If you happen to be a follower of mine on Twitter, you might have noticed a few tweets about me doing some jewellery making teaching lately. I replied to an ad that popped up on my Facebook page that was looking for part time jewellery trainers and after attending a trial session I've now been involved in a couple of beginner's jewellery making workshops showing people the basics of using headpins, chain and of course, plenty of beads, to make simple necklaces, earrings and bracelets as well as teaching some jewellery making at a hen party. It's been great fun so far, although sometimes a little hectic - 4 hours seems like plenty of time but before you know it there's only 15 minutes left and you really want everyone to leave with finished pieces of jewellery that they'll love to wear (or maybe give away as gifts).

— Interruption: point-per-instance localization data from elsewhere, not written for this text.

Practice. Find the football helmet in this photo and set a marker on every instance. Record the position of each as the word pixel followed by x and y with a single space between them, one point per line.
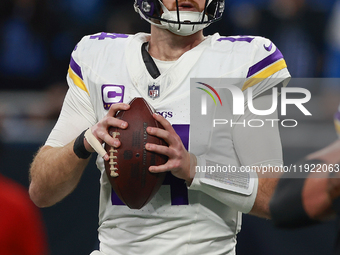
pixel 179 22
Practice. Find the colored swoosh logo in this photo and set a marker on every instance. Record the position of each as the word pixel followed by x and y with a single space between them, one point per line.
pixel 269 48
pixel 209 93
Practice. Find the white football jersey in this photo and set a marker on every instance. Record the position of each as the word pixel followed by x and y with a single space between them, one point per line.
pixel 108 68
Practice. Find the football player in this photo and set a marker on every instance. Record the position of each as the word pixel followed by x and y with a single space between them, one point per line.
pixel 107 70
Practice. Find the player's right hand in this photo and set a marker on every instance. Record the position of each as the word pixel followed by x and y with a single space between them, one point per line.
pixel 101 130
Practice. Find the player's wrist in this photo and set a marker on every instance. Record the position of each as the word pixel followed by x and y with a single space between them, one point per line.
pixel 79 147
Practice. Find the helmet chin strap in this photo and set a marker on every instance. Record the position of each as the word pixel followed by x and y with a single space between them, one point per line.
pixel 184 17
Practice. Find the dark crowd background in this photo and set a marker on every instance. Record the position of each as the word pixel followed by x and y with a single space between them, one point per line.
pixel 37 38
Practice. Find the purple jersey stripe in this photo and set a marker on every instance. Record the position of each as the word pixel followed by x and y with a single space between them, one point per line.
pixel 76 68
pixel 265 62
pixel 239 39
pixel 337 116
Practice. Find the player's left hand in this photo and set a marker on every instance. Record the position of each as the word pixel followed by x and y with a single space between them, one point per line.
pixel 178 157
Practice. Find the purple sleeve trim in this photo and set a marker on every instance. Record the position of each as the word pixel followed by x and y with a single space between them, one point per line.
pixel 76 68
pixel 265 62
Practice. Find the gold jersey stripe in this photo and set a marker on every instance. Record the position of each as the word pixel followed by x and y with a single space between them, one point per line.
pixel 79 82
pixel 264 74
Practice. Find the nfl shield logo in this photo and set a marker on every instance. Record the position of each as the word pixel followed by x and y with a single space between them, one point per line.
pixel 153 91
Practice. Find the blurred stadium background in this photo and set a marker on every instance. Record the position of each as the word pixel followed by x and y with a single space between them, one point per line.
pixel 37 38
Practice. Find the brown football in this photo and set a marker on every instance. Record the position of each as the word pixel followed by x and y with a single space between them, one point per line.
pixel 128 168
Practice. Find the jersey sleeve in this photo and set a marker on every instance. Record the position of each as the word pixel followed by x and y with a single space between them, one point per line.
pixel 267 68
pixel 77 113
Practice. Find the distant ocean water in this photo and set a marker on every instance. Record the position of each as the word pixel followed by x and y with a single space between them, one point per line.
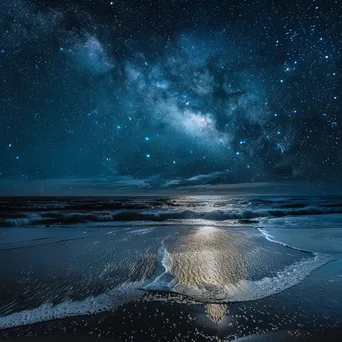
pixel 75 256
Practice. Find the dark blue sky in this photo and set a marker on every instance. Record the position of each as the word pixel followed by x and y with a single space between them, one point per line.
pixel 127 96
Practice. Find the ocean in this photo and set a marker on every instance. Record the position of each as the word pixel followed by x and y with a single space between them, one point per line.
pixel 185 268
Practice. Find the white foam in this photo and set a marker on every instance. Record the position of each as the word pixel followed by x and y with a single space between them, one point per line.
pixel 247 290
pixel 90 305
pixel 323 240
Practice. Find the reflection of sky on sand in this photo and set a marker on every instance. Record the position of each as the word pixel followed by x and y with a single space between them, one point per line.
pixel 210 260
pixel 216 266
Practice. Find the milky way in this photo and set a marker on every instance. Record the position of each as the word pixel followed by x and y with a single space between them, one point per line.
pixel 129 95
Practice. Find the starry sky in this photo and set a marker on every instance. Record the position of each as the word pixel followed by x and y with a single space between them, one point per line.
pixel 112 97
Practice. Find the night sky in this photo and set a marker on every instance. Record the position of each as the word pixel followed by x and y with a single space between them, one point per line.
pixel 111 97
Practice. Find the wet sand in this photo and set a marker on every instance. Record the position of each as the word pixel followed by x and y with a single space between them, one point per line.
pixel 311 310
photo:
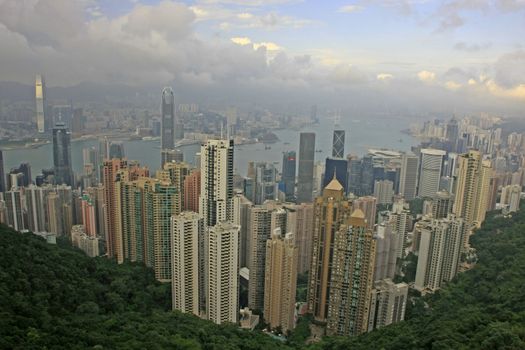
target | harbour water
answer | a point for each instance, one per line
(360, 136)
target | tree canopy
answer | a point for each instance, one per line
(55, 297)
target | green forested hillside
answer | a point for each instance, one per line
(55, 297)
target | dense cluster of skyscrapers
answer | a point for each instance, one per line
(347, 224)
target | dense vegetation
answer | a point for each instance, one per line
(55, 297)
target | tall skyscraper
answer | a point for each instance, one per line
(384, 191)
(111, 168)
(41, 105)
(192, 190)
(472, 190)
(331, 210)
(89, 214)
(25, 170)
(368, 206)
(439, 252)
(2, 174)
(280, 281)
(306, 167)
(187, 288)
(352, 277)
(116, 150)
(241, 218)
(338, 144)
(338, 168)
(453, 134)
(147, 205)
(62, 155)
(408, 176)
(170, 155)
(442, 205)
(300, 222)
(510, 198)
(386, 251)
(265, 182)
(36, 208)
(222, 273)
(430, 172)
(288, 175)
(15, 209)
(215, 202)
(387, 304)
(175, 173)
(260, 229)
(167, 111)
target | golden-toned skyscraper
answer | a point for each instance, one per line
(280, 281)
(473, 190)
(352, 277)
(147, 205)
(330, 211)
(115, 172)
(175, 173)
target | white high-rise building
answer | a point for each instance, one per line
(439, 252)
(510, 196)
(408, 176)
(260, 222)
(15, 209)
(430, 171)
(384, 191)
(387, 303)
(167, 108)
(187, 257)
(41, 105)
(222, 272)
(216, 198)
(388, 245)
(36, 198)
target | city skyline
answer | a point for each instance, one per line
(291, 170)
(418, 52)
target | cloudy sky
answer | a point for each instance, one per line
(466, 54)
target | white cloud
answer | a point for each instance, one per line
(241, 40)
(426, 76)
(452, 85)
(384, 76)
(350, 8)
(245, 15)
(268, 45)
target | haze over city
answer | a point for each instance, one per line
(279, 174)
(463, 56)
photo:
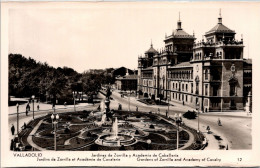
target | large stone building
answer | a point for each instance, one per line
(211, 74)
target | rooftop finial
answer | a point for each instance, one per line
(220, 18)
(179, 23)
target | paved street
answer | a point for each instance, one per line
(234, 132)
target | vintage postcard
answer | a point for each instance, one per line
(129, 84)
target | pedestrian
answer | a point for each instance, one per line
(219, 122)
(12, 129)
(208, 129)
(24, 126)
(12, 145)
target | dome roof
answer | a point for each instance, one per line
(220, 28)
(179, 33)
(151, 50)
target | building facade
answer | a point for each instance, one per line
(211, 74)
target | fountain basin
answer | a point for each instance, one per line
(115, 141)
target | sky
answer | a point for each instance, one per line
(97, 35)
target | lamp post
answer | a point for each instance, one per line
(168, 96)
(197, 108)
(74, 93)
(148, 143)
(17, 106)
(178, 121)
(33, 105)
(55, 118)
(129, 101)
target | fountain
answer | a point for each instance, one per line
(115, 129)
(102, 106)
(114, 138)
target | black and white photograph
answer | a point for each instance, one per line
(129, 83)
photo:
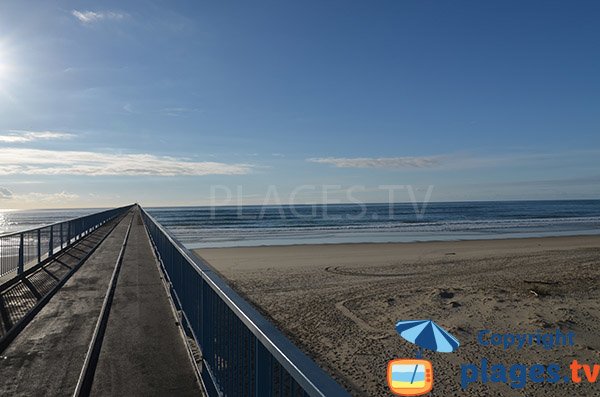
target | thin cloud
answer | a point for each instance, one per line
(89, 17)
(63, 196)
(380, 162)
(21, 136)
(5, 194)
(178, 111)
(47, 197)
(16, 161)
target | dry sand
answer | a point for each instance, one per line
(340, 302)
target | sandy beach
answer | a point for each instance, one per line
(340, 302)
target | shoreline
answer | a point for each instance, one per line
(329, 239)
(339, 303)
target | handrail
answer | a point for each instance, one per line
(12, 234)
(29, 248)
(240, 347)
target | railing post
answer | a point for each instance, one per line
(21, 256)
(39, 245)
(51, 243)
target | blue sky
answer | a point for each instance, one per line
(106, 103)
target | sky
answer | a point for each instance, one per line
(171, 103)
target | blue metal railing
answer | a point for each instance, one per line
(25, 249)
(243, 354)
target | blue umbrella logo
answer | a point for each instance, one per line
(427, 335)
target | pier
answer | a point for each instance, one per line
(113, 304)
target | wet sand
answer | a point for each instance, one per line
(340, 302)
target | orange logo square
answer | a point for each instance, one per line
(410, 377)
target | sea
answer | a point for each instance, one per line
(235, 226)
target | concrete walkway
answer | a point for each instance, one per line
(143, 352)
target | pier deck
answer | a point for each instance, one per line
(142, 350)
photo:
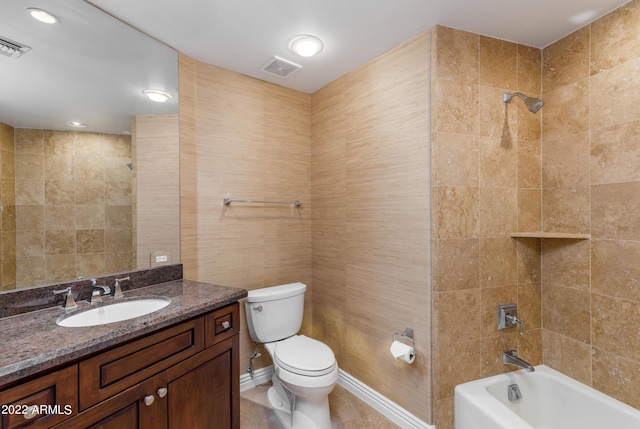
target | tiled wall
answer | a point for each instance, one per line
(73, 205)
(7, 208)
(591, 184)
(245, 139)
(371, 218)
(486, 185)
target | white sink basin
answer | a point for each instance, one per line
(116, 312)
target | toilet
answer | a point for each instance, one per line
(305, 370)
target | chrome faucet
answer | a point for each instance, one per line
(69, 303)
(117, 290)
(96, 294)
(510, 357)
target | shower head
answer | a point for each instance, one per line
(532, 103)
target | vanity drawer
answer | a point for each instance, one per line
(222, 324)
(115, 370)
(54, 394)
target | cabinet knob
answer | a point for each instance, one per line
(31, 412)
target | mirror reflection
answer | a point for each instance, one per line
(69, 197)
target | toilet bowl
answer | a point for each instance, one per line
(305, 370)
(310, 381)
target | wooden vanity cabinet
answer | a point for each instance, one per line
(185, 376)
(55, 394)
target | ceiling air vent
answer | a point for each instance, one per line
(280, 67)
(9, 48)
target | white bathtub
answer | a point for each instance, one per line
(550, 400)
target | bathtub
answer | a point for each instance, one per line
(550, 400)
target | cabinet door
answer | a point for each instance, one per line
(205, 395)
(42, 402)
(136, 408)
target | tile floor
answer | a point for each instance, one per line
(347, 411)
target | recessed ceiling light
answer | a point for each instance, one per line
(77, 124)
(305, 45)
(42, 15)
(156, 95)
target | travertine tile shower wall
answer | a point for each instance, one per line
(591, 184)
(73, 209)
(486, 184)
(371, 218)
(244, 138)
(7, 208)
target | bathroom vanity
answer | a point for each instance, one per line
(175, 368)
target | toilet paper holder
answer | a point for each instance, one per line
(406, 335)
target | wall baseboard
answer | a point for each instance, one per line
(256, 378)
(381, 404)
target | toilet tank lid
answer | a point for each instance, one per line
(276, 292)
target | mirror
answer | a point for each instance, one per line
(69, 199)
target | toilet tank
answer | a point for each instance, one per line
(275, 313)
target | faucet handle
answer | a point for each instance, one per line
(513, 319)
(117, 293)
(69, 302)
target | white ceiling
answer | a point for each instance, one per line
(242, 35)
(92, 68)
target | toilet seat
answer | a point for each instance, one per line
(304, 356)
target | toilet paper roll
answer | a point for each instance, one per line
(402, 352)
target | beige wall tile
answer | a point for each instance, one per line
(498, 163)
(566, 209)
(566, 110)
(497, 211)
(614, 38)
(616, 211)
(567, 60)
(567, 263)
(458, 212)
(498, 262)
(464, 307)
(457, 107)
(615, 271)
(529, 164)
(457, 363)
(529, 259)
(616, 377)
(60, 242)
(614, 95)
(530, 305)
(569, 356)
(90, 241)
(458, 264)
(457, 54)
(615, 325)
(457, 160)
(565, 161)
(529, 69)
(498, 62)
(529, 210)
(611, 149)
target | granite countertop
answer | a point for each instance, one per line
(33, 342)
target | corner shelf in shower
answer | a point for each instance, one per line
(545, 234)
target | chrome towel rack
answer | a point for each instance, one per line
(228, 201)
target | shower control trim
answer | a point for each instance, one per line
(508, 317)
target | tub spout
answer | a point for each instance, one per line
(510, 357)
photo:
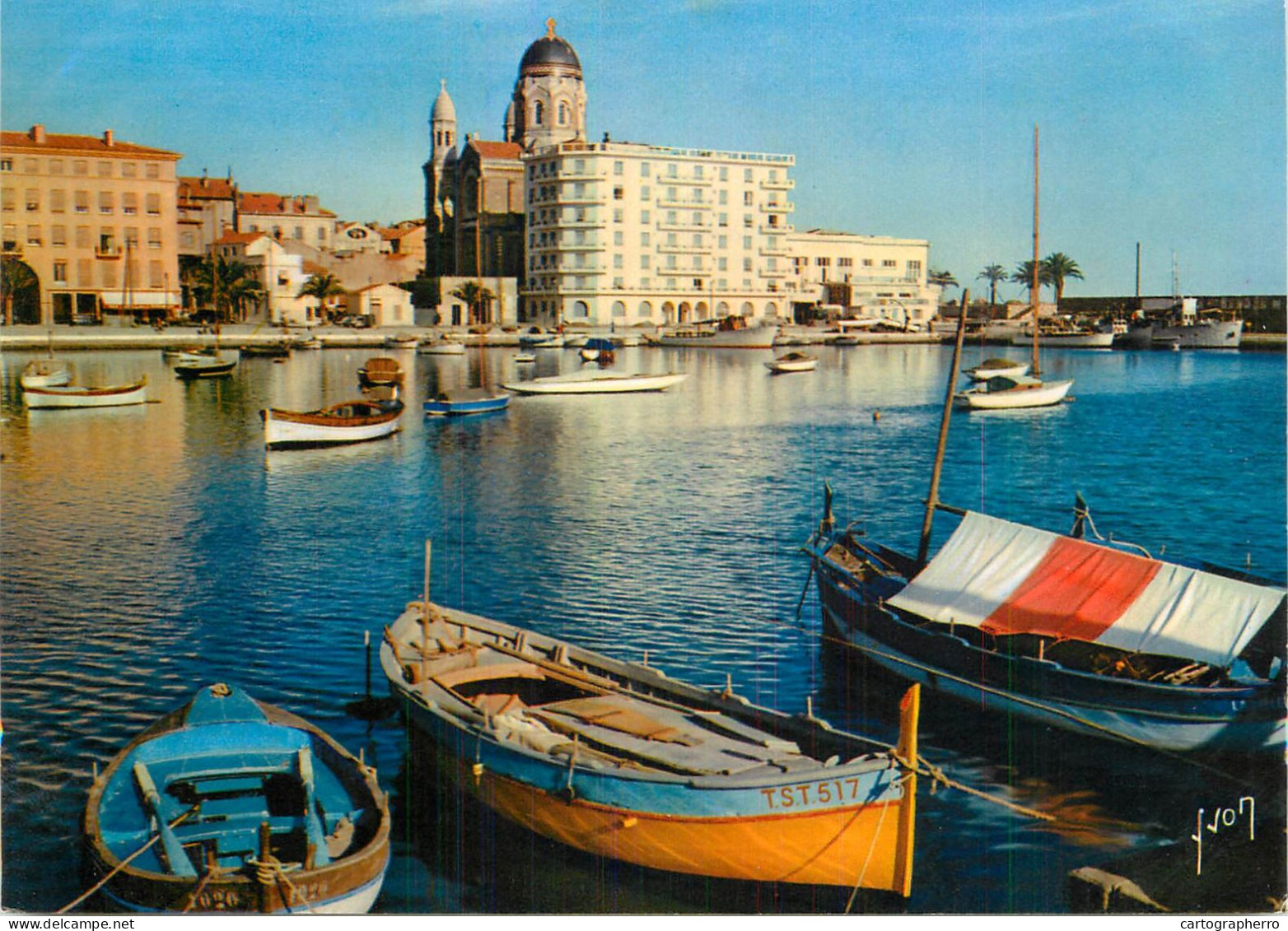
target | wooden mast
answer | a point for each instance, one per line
(933, 497)
(1034, 292)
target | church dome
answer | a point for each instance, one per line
(549, 52)
(443, 106)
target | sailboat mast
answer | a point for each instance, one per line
(1034, 294)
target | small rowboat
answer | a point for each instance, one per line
(48, 372)
(596, 383)
(205, 366)
(380, 370)
(792, 362)
(621, 761)
(464, 401)
(993, 369)
(351, 421)
(232, 805)
(82, 396)
(1004, 393)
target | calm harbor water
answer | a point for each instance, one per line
(150, 550)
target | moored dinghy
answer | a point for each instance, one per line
(351, 421)
(232, 805)
(621, 761)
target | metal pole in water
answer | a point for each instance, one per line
(933, 499)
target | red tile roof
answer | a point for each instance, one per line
(82, 144)
(495, 150)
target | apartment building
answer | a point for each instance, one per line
(626, 233)
(862, 276)
(94, 219)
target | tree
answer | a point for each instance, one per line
(475, 298)
(16, 280)
(993, 273)
(1057, 267)
(321, 285)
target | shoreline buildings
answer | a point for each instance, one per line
(623, 233)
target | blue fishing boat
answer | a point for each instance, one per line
(463, 401)
(621, 761)
(232, 805)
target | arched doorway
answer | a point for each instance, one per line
(21, 287)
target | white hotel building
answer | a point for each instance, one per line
(623, 233)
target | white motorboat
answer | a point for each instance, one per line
(1002, 393)
(993, 369)
(351, 421)
(596, 383)
(47, 372)
(792, 362)
(82, 396)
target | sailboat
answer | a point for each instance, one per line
(458, 402)
(1014, 390)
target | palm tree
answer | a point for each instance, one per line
(993, 273)
(321, 285)
(474, 296)
(1057, 267)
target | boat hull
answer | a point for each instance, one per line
(842, 824)
(77, 397)
(1181, 719)
(303, 429)
(1050, 393)
(749, 337)
(205, 777)
(596, 383)
(1206, 335)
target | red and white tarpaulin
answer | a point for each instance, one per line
(1010, 579)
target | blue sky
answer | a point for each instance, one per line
(1162, 121)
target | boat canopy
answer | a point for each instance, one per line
(1010, 579)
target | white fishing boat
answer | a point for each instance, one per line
(730, 333)
(596, 383)
(792, 362)
(351, 421)
(1001, 392)
(47, 372)
(992, 369)
(443, 346)
(84, 396)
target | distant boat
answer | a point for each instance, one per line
(459, 402)
(992, 369)
(82, 396)
(205, 366)
(47, 372)
(232, 805)
(600, 351)
(621, 761)
(794, 362)
(351, 421)
(443, 346)
(1001, 392)
(728, 333)
(596, 383)
(380, 370)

Last Saturday, having already been 'teacher' in the morning at a beginner's workshop, I then headed off to Kingly Court (just off Oxford Street) to spend a few hours being 'pupil' instead at a horsehair weaving workshop run by the Micro Techniques Horsehair Jewellery pop-up shop. This craft originated in Chile, and the shop had brought together Chilean artisans and jewellery makers to create some beautiful contemporary pieces showcasing the amazing weaving skills.
Now I am used to fiddly/small things being a beadweaver, but horsehair weaving beats beadweaving on the fiddliness scale...trying to get the base right and then making sure you don't miss bits and mess up your over-under pattern is tricky stuff!
Doesn't all the brightly coloured dyed (although personally I'd love to think of horses this madly coloured trotting around somewhere) horsehair look fun?
We started off learning the simple 'circle' shape...but my version is nowhere near as fantastic as the one our tutor whipped up whilst she was teaching us. Appologies for the rubbish photo taken on my mobile....proper camera batteries decided to run out.
We also made a start on the 'butterfly wing' but I haven't had a chance to try and finish that off yet...it's a lot harder than the circle as the base fibres seem to want to revert to the circle base shape constantly the whole time you are trying to weave around them!
I enjoyed myself, despite the high difficulty factor...plus I think I could potentially incorporate some of the technique into my jewellery work replacing the base fibres with wire.
If you want to find out more about this craft then check out their website www.chilemakers.com. There's a great video on the website showing you the craft as done by the experts :) The ladies at the pop-up shop are hoping to come back for another spell sometime in September potentially so keep your eyes peeled if you fancy a go.